Comment répartir le taux de TVA du loyer d'un hôtel exploité en société ?

Je souhaite savoir si vous pouvez m'aider dans une interrogation relative à la répartition du taux de TVA du loyer dans un contexte particulier. Dans le cas d'un hôtel, il a été mis en place une répartition au taux de 5,5 % en ce qui concerne la superficie générant des recettes à 5,50 % (hôtel), et une application du taux à 19,60 % pour la partie des locaux générant des recettes à 19,60 % (salle des petits-déjeuners).
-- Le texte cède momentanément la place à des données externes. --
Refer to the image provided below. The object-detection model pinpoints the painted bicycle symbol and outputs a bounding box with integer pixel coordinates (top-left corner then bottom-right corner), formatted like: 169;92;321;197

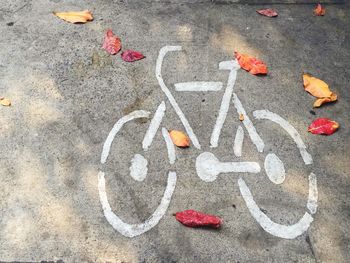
98;46;318;239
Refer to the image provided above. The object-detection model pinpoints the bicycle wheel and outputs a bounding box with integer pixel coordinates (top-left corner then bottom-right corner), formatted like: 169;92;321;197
98;106;177;237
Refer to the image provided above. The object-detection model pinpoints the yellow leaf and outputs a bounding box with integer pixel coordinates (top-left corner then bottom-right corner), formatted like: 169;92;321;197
169;130;190;148
53;10;94;23
303;74;337;107
0;98;11;106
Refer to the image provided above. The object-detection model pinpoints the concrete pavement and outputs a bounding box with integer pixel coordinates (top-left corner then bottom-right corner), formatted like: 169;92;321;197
0;0;350;262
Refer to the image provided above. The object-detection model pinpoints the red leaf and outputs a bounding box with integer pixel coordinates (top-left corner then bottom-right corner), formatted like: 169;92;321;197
122;50;145;62
235;52;267;75
308;118;339;135
175;210;222;228
314;4;326;16
256;8;278;17
102;29;122;55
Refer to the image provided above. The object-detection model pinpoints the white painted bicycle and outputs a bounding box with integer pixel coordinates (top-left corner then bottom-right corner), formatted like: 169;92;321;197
98;46;318;239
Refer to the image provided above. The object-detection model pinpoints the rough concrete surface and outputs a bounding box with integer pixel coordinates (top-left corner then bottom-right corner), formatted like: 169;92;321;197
0;0;350;263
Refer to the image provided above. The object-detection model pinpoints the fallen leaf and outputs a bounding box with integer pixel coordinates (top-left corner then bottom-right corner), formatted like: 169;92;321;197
122;50;145;62
0;97;11;106
303;74;337;108
175;210;222;228
102;29;122;55
53;10;94;24
308;118;339;135
169;130;190;148
314;4;326;16
256;8;278;17
235;52;267;75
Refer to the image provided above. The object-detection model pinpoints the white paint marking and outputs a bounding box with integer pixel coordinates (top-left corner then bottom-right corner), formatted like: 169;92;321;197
98;172;176;237
238;178;313;239
156;46;201;149
253;110;312;164
233;93;265;152
142;101;165;151
175;81;223;91
196;152;260;182
101;110;150;164
162;128;176;164
264;153;286;184
233;126;244;157
130;154;148;182
307;173;318;214
210;60;240;147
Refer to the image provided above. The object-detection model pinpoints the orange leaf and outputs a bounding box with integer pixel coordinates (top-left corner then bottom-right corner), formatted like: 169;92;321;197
0;97;11;106
235;52;267;75
308;118;339;135
314;4;326;16
53;10;94;23
169;130;190;148
256;8;278;17
303;74;337;107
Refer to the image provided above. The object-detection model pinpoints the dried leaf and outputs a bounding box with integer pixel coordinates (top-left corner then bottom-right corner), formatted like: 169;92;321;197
235;52;267;75
122;50;145;62
314;4;326;16
308;118;339;135
102;29;122;55
169;130;190;148
303;74;338;107
175;210;222;228
0;97;11;106
53;10;94;23
256;8;278;17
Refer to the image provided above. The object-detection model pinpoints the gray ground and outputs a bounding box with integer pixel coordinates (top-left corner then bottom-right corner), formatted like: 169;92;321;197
0;0;350;262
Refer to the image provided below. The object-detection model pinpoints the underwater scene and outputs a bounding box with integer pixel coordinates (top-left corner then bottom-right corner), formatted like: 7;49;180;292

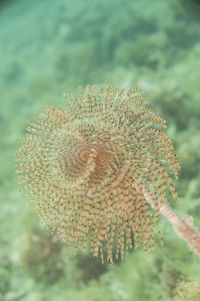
0;0;200;301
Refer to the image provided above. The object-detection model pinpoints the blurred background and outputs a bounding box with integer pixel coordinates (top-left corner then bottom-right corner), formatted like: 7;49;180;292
0;0;200;301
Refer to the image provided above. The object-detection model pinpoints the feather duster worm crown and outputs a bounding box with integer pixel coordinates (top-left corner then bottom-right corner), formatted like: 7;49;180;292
17;86;179;262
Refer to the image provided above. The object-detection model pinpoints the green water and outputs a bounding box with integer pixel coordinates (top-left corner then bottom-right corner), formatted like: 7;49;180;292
0;0;200;301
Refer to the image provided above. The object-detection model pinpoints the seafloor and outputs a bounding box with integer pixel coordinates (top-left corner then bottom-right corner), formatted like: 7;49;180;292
0;0;200;301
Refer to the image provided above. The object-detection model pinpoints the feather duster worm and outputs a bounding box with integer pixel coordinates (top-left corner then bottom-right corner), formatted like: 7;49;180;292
17;86;180;262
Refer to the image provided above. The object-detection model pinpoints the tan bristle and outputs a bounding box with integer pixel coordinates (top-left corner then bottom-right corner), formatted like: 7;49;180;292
17;86;180;263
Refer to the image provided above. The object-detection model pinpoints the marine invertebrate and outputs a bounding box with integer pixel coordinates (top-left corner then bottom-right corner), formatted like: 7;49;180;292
17;86;200;262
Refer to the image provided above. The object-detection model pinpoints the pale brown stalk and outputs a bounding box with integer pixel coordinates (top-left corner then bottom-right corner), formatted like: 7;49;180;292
143;189;200;255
Les locaux appartiennent à une société de crédit-bail, qui les loue à une SCI (BNC) qui, elle, refacture les loyers à une SARL. La société de crédit facture suivant la répartition ci-dessus indiquée et la SCI fait la même chose vis-à-vis de la SARL. Est-ce possible, réglementairement ?
(D. L. par courriel)

A priori, la réponse est positive. En effet, on rappelle qu'il résulte des articles 260 D et 261 D du Code général des impôts (CGI), que les locations portant sur des immeubles destinés à une activité d'hébergement hôtelier sont, contrairement aux autres locations immobilières, soumises à la TVA au taux de 5,5 %. C'est en vertu de ce principe que l'on ventile les loyers entre le taux de 5,5 % (locaux destinés à l'hébergement) et le taux de 19,60 % (locaux destinés à la restauration ou autres).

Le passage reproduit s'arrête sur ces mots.